Though we’ve been enjoying a run of days of idyllic air quality, there are more studies on air pollution that remind us not to be too complacent. On Monday, April 8, the New York Times Well blog posted about a new study linking exposure to air pollution during the first two months of pregnancy to a highly increased risk of birth defects.
The American Journal of Epidemiology published the results of the study, which “aimed to investigate whether ambient air pollutant and traffic exposures in early gestation contribute to the risk of selected congenital anomalies.” The study was conducted in the San Joaquin Valley of California in the US between 1997 and 2006. Just like Beijing, San Joaquin Valley is surrounded by mountains, which traps pollutants. San Joaquin Valley has some of the worst air pollution in the US, and though it’s difficult to find past air quality readings for the area, it’s a safe bet that the pollution has never reached “hazardous” levels or gone off the charts, as it has in Beijing.

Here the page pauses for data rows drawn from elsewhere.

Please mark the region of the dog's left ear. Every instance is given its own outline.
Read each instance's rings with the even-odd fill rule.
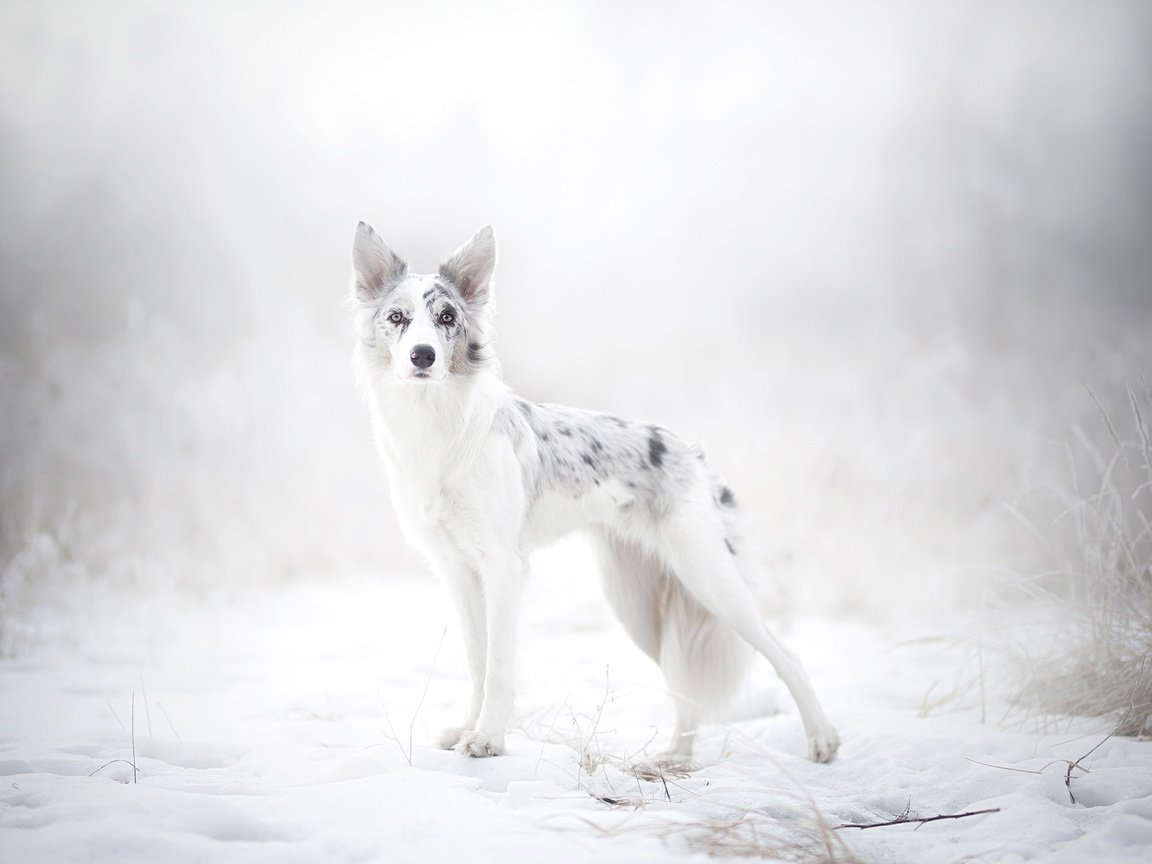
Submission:
[[[469,303],[482,304],[492,289],[496,272],[496,235],[485,225],[472,239],[457,249],[440,265],[440,275],[456,286]]]

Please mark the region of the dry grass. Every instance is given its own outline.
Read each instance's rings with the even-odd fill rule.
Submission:
[[[761,858],[794,864],[858,864],[860,861],[821,818],[782,826],[755,815],[732,822],[700,822],[681,839],[692,852],[714,858]]]
[[[1142,379],[1127,395],[1123,423],[1096,402],[1104,444],[1076,429],[1064,448],[1065,476],[1048,490],[1056,517],[1045,527],[1024,519],[1054,569],[1012,593],[1039,613],[1013,652],[1020,703],[1048,716],[1113,715],[1117,734],[1132,736],[1152,723],[1152,389]]]
[[[667,847],[670,859],[690,853],[794,864],[859,861],[794,778],[787,793],[764,790],[773,800],[771,807],[746,807],[714,798],[707,782],[692,782],[692,764],[649,755],[652,739],[636,752],[622,749],[609,720],[616,696],[606,670],[604,692],[590,710],[574,710],[565,703],[549,717],[521,726],[523,734],[540,742],[541,761],[547,745],[570,748],[577,789],[605,807],[598,816],[557,814],[550,827],[610,839],[656,839]],[[787,776],[770,753],[764,757]]]
[[[605,802],[610,803],[610,802]],[[649,811],[652,801],[633,802],[626,822],[602,824],[579,817],[557,824],[558,830],[589,829],[608,838],[652,837],[670,854],[683,852],[712,858],[753,858],[789,864],[860,864],[860,859],[835,828],[816,809],[730,808],[727,817],[697,817],[664,810]]]

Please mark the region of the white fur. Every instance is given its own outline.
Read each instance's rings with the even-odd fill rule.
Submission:
[[[468,653],[470,707],[440,744],[469,756],[503,751],[527,556],[585,529],[606,597],[678,697],[672,755],[691,755],[699,722],[730,698],[751,646],[795,698],[811,758],[830,760],[836,731],[799,661],[754,611],[735,499],[703,454],[667,430],[533,405],[504,385],[490,353],[491,229],[437,275],[408,275],[361,223],[353,262],[354,365],[392,500],[453,598]],[[416,368],[417,346],[435,353],[426,369]]]

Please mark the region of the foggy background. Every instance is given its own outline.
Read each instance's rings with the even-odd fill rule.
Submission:
[[[492,223],[509,383],[701,440],[795,608],[978,602],[1149,371],[1150,46],[1142,2],[4,3],[0,649],[423,572],[360,219],[417,272]]]

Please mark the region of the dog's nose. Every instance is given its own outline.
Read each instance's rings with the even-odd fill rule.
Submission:
[[[417,369],[427,369],[436,362],[436,349],[431,345],[417,345],[408,357]]]

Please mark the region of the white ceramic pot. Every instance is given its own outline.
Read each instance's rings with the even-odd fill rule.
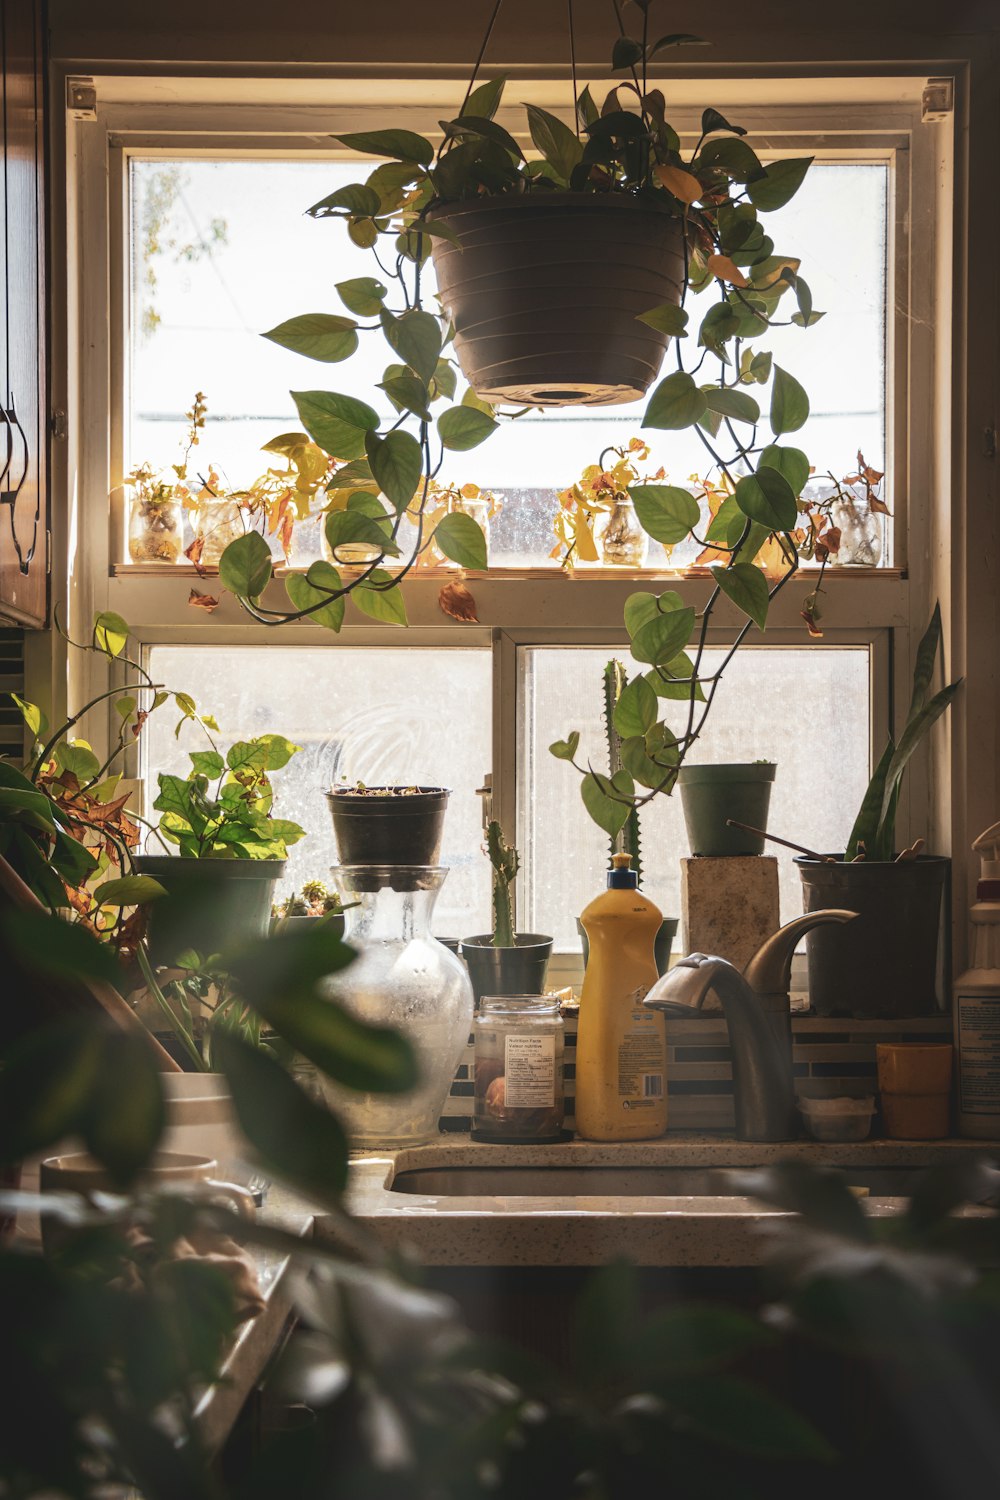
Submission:
[[[245,1154],[229,1085],[221,1073],[164,1073],[167,1129],[163,1151],[210,1156],[226,1165]]]

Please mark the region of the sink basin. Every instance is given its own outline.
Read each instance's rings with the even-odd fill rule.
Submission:
[[[918,1167],[845,1167],[852,1187],[873,1197],[908,1197]],[[722,1167],[474,1166],[397,1172],[394,1193],[430,1198],[727,1198],[739,1193]]]

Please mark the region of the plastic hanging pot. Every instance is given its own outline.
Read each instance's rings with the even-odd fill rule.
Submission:
[[[462,939],[478,1005],[484,995],[541,995],[552,956],[552,939],[538,932],[515,932],[513,948],[494,948],[489,932]]]
[[[806,939],[813,1010],[886,1020],[940,1012],[951,861],[926,855],[828,864],[800,856],[795,863],[807,912],[858,913],[842,926],[814,927]]]
[[[326,800],[342,865],[440,862],[446,787],[334,787]]]
[[[149,905],[153,963],[171,968],[193,949],[206,957],[267,936],[283,859],[183,859],[143,854],[135,862],[167,894]]]
[[[653,957],[656,960],[656,972],[662,979],[670,968],[670,955],[673,951],[674,938],[677,936],[679,917],[667,917],[657,928],[656,937],[653,939]],[[590,939],[587,929],[580,918],[576,919],[576,930],[580,934],[580,943],[583,947],[583,967],[586,969],[590,961]]]
[[[767,828],[771,784],[776,767],[770,761],[719,766],[682,766],[677,785],[692,854],[715,857],[763,854],[757,834],[730,828],[727,820]]]
[[[638,401],[668,334],[640,321],[679,306],[684,226],[627,193],[532,192],[429,215],[438,292],[455,352],[486,401],[605,406]]]

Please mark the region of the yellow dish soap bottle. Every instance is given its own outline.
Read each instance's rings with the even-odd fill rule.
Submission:
[[[587,1141],[648,1141],[667,1128],[663,1016],[642,1003],[656,983],[653,941],[663,916],[638,888],[630,854],[612,856],[608,889],[580,915],[590,957],[576,1042],[576,1133]]]

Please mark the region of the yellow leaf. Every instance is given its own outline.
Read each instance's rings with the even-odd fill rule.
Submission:
[[[697,203],[705,189],[691,172],[683,167],[657,167],[656,175],[667,189],[682,203]]]
[[[446,615],[453,620],[468,621],[479,624],[479,616],[476,614],[476,601],[460,580],[455,583],[446,583],[438,594],[438,605]]]
[[[578,515],[574,520],[574,539],[576,541],[576,555],[581,562],[597,562],[597,547],[594,543],[594,533],[585,515]]]
[[[707,265],[713,276],[717,276],[720,281],[728,281],[730,286],[749,285],[739,266],[728,255],[710,255]]]

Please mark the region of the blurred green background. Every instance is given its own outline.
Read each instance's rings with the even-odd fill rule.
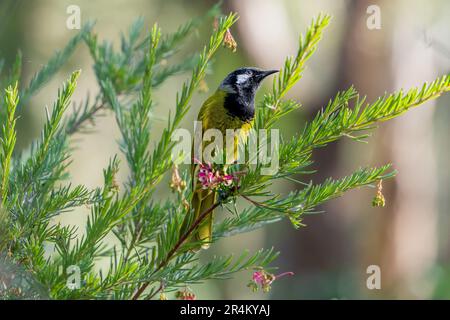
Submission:
[[[0,55],[11,63],[22,50],[24,79],[28,81],[76,33],[66,28],[69,5],[81,8],[85,23],[95,20],[102,39],[120,41],[120,32],[142,16],[150,27],[157,21],[163,32],[202,16],[215,1],[181,0],[2,0],[0,1]],[[381,29],[369,30],[369,5],[381,8]],[[192,112],[183,124],[192,130],[192,120],[201,102],[224,76],[240,66],[280,68],[287,55],[296,52],[297,39],[319,12],[333,15],[331,26],[309,61],[303,79],[290,98],[303,107],[279,124],[289,136],[324,106],[338,90],[354,84],[372,101],[385,92],[430,81],[450,70],[450,2],[445,0],[396,1],[223,1],[223,12],[236,11],[240,19],[232,33],[238,50],[223,49],[207,76],[210,88],[198,93]],[[185,52],[194,52],[206,41],[211,25],[204,24],[191,36]],[[176,59],[183,59],[179,54]],[[65,68],[41,93],[22,109],[18,123],[18,148],[27,148],[42,128],[46,105],[68,74],[83,70],[75,100],[98,88],[92,60],[80,46]],[[188,75],[172,78],[156,94],[153,137],[158,139],[168,110],[175,106],[175,92]],[[266,83],[269,86],[269,82]],[[266,87],[267,88],[267,87]],[[264,91],[261,90],[260,94]],[[275,265],[280,272],[293,271],[269,294],[252,293],[246,283],[251,274],[229,281],[211,281],[194,286],[201,299],[381,299],[450,298],[450,96],[428,103],[399,119],[383,124],[369,144],[342,140],[315,154],[313,167],[319,173],[304,179],[339,177],[359,166],[391,162],[397,177],[384,183],[387,205],[372,208],[375,190],[346,194],[320,208],[326,213],[306,217],[307,227],[294,230],[288,221],[215,244],[203,255],[275,247],[281,251]],[[110,114],[99,119],[93,134],[77,135],[71,165],[72,180],[88,187],[100,186],[102,168],[119,153],[119,132]],[[122,170],[122,178],[127,175]],[[164,187],[164,184],[161,185]],[[280,191],[296,185],[276,186]],[[167,196],[161,188],[160,197]],[[83,226],[87,209],[64,214],[58,221]],[[81,232],[81,231],[80,231]],[[113,242],[111,237],[109,241]],[[381,268],[381,290],[368,290],[366,269]]]

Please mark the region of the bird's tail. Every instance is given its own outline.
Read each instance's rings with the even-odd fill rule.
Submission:
[[[198,190],[192,199],[192,208],[194,209],[194,219],[198,217],[216,202],[216,193],[212,190]],[[208,249],[212,241],[213,214],[209,213],[194,231],[193,241],[200,242],[202,249]],[[194,221],[195,221],[194,220]]]
[[[234,148],[232,149],[233,159],[238,159],[238,140],[239,137],[234,137]],[[227,155],[227,159],[231,157]],[[233,160],[234,161],[234,160]],[[195,161],[194,161],[195,162]],[[228,168],[227,165],[224,166],[224,171]],[[184,218],[183,225],[181,227],[181,232],[186,232],[189,227],[195,223],[195,221],[206,211],[208,211],[212,206],[216,204],[217,194],[213,190],[203,189],[202,184],[198,179],[199,165],[193,164],[191,170],[192,177],[192,201],[191,210]],[[193,219],[191,219],[191,212],[193,211]],[[212,242],[212,229],[213,229],[213,215],[214,210],[211,211],[199,224],[196,230],[193,232],[192,236],[189,238],[190,241],[200,243],[202,249],[208,249],[210,243]],[[194,248],[195,249],[200,249]]]
[[[216,202],[216,193],[213,190],[202,189],[200,181],[198,181],[198,165],[193,165],[192,168],[192,200],[191,210],[186,214],[181,232],[187,232],[189,227],[200,217],[200,215],[210,209]],[[193,214],[193,217],[191,217]],[[211,211],[195,229],[187,242],[198,242],[199,246],[196,249],[207,249],[212,241],[212,227],[213,214]]]

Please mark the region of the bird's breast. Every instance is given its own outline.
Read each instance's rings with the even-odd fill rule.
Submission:
[[[248,131],[252,127],[254,110],[244,112],[245,116],[244,113],[239,116],[231,111],[233,108],[227,104],[228,97],[226,92],[218,91],[205,102],[199,114],[204,130],[218,129],[226,134],[227,129]]]

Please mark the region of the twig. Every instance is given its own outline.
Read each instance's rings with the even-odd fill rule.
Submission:
[[[72,135],[74,133],[76,133],[81,126],[83,125],[83,123],[89,119],[92,119],[93,116],[100,111],[101,109],[103,109],[106,106],[106,101],[102,101],[101,104],[99,104],[98,106],[92,108],[91,110],[89,110],[89,112],[87,112],[84,116],[82,116],[80,119],[78,119],[71,127],[69,127],[66,130],[66,133],[68,135]]]
[[[264,209],[274,210],[273,208],[271,208],[271,207],[269,207],[269,206],[267,206],[267,205],[265,205],[265,204],[263,204],[263,203],[261,203],[261,202],[255,201],[255,200],[253,200],[253,199],[247,197],[246,195],[241,194],[241,197],[244,198],[245,200],[247,200],[248,202],[254,204],[254,205],[257,206],[257,207],[261,207],[261,208],[264,208]]]
[[[155,290],[155,292],[153,292],[151,295],[149,295],[146,300],[150,300],[151,298],[153,298],[154,296],[156,296],[158,294],[158,292],[160,292],[162,289],[164,289],[164,284],[163,282],[161,282],[161,285],[159,286],[158,290]]]

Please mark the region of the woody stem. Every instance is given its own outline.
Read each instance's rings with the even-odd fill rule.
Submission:
[[[216,202],[211,207],[209,207],[206,211],[204,211],[190,226],[190,228],[178,239],[177,243],[173,246],[173,248],[169,251],[167,256],[164,258],[164,260],[158,265],[158,267],[155,269],[155,271],[152,272],[152,275],[161,270],[163,267],[169,263],[170,259],[175,255],[175,253],[178,251],[178,249],[181,247],[181,245],[189,238],[189,236],[192,234],[192,232],[200,225],[200,223],[211,214],[211,212],[214,211],[218,206],[220,205],[220,202]],[[133,296],[133,300],[137,300],[142,293],[145,291],[145,289],[149,286],[150,281],[147,281],[143,283],[139,289],[136,291],[136,293]]]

Adjusting for variables like smoking, maternal age and other variables, the Times explains that the study found that “a mother living in areas with the highest levels of carbon monoxide or nitrogen oxide concentrations … was almost twice as likely to give birth to a child with neural tube defects – severe and often fatal defects of the brain and spinal cord – as one living in areas with the lowest concentrations.”
The study’s lead author, Amy Padua, told the Times that “These results need to be taken into context. More studies are needed to affirm these associations before we make any clinical recommendations to pregnant women.”